1. A can at least a part of which is made of a steel sheet at least one surface of which is provided with a three-layered chromium coating consisting of a metallic chromium coating, a crystalline chromium oxide coating and a non-crystalline hydrated chromium oxide coating in this order beginning with the surface of the steel sheet.

2. The can of claim 1 wherein the chromium coated layer is provided or both surfaces of the base steel sheet.

3. The can of claim 1 wherein the amounts per unit area of the metallic chromium layer, the crystalline chromium oxide layer, and the non-crystalline hydrated chromium oxide layer, calculated as chromium, are 0.1 to 3 mg/dm.sup.2, 0.01 to 0.2 mg/dm.sup.2, and 0.05 to 0.5 mg/dm.sup.2, respectively.

4. The can of claim 1 wherein the amounts per unit area of the metallic chromium layer, the crystalline chromium oxide layer, and the non-crystalline hydrated chromium oxide layer, calculated as chromium, are 0.3 to 1.8 mg/dm.sup.2, 0.03 to 0.15 mg/dm.sup.2, and 0.1 to 0.3 mg/dm.sup.2, respectively.

5. The can of claim 1 wherein an organic coating is formed at least a part of the outer surface of the chromium coated layer.

6. The can of claim 5 wherein said organic coating is composed of a thermocuring resin enamel selected from the group consisting of a phenol resin, a urea resin, an epoxy resin and mixtures of two or more of these with each other.

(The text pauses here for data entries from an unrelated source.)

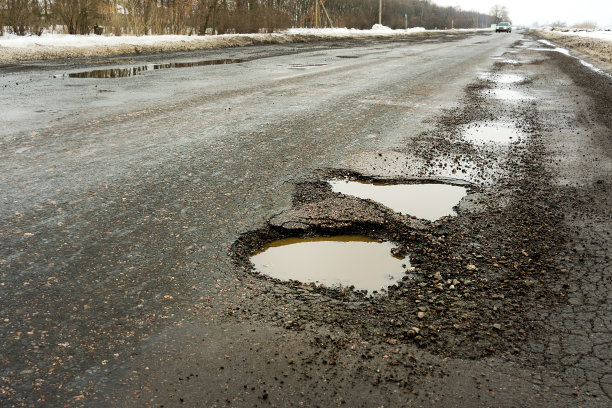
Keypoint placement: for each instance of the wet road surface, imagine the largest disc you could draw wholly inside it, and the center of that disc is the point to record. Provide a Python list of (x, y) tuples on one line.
[(121, 198)]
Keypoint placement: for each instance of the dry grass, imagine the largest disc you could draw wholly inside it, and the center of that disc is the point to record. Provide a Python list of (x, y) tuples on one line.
[(594, 50), (9, 54)]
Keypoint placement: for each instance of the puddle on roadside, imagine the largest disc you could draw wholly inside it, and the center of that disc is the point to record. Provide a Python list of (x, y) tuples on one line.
[(506, 94), (305, 66), (426, 201), (502, 78), (340, 261), (499, 133), (129, 72)]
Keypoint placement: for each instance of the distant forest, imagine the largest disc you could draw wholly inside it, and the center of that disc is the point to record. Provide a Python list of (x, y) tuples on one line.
[(201, 17)]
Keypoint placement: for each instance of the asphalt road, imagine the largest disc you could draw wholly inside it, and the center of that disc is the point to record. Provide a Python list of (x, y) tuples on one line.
[(121, 200)]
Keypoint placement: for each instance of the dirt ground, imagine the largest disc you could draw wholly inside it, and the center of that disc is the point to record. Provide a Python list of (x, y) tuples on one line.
[(509, 302), (10, 54), (595, 50)]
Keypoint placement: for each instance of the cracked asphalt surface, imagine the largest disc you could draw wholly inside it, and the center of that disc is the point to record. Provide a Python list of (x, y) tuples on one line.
[(130, 207)]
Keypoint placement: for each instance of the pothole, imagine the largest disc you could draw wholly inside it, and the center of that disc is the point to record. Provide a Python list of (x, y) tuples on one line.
[(356, 261), (305, 66), (429, 201), (507, 94), (497, 132), (502, 78), (132, 71)]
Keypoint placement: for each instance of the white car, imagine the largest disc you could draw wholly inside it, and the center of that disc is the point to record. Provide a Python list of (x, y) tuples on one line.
[(503, 26)]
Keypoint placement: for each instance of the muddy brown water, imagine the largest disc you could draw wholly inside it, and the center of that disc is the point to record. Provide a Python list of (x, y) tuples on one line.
[(427, 201), (340, 261), (132, 71)]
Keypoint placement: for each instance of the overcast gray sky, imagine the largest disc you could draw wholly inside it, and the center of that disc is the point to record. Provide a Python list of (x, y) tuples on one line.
[(526, 12)]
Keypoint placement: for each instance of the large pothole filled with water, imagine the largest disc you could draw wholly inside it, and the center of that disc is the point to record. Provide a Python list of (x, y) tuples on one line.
[(346, 261), (429, 201)]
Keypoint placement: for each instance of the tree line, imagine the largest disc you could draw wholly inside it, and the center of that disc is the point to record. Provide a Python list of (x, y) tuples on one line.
[(201, 17)]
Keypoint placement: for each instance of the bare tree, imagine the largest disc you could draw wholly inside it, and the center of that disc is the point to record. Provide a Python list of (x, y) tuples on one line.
[(587, 25), (499, 13), (22, 16), (78, 16)]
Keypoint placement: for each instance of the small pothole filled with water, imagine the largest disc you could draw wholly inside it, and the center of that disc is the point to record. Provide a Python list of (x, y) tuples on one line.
[(429, 201), (132, 71), (496, 132), (507, 94), (502, 78), (340, 261)]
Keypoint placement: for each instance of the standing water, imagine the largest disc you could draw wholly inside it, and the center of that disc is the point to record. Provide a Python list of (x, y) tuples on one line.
[(346, 260)]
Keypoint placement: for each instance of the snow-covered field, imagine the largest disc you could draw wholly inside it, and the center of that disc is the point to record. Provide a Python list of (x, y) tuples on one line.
[(592, 46), (599, 34), (51, 45)]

7. The can of claim 5 wherein said organic coating is composed of a thermoplastic resin enamel selected from the group consisting of a vinyl chloride resin, acrylic resin and vinyl chloride/vinyl acetate copolymer.

8. The can of claim 5 wherein said organic coating is composed of a fused coating of a polyethylene resin, polypropylene resin or linear polyester resin.

9. The can of claim 5 wherein said organic coating consists of a primer of a thermo-curable enamel selected from the group consisting of a phenol resin, urea resin, epoxy resin and mixtures of two or more of these with each other and formed thereon a thermoplastic resin enamel layer selected from the group consisting of a vinyl chloride resin, acrylic resin and vinyl chloride/vinyl acetate copolymer.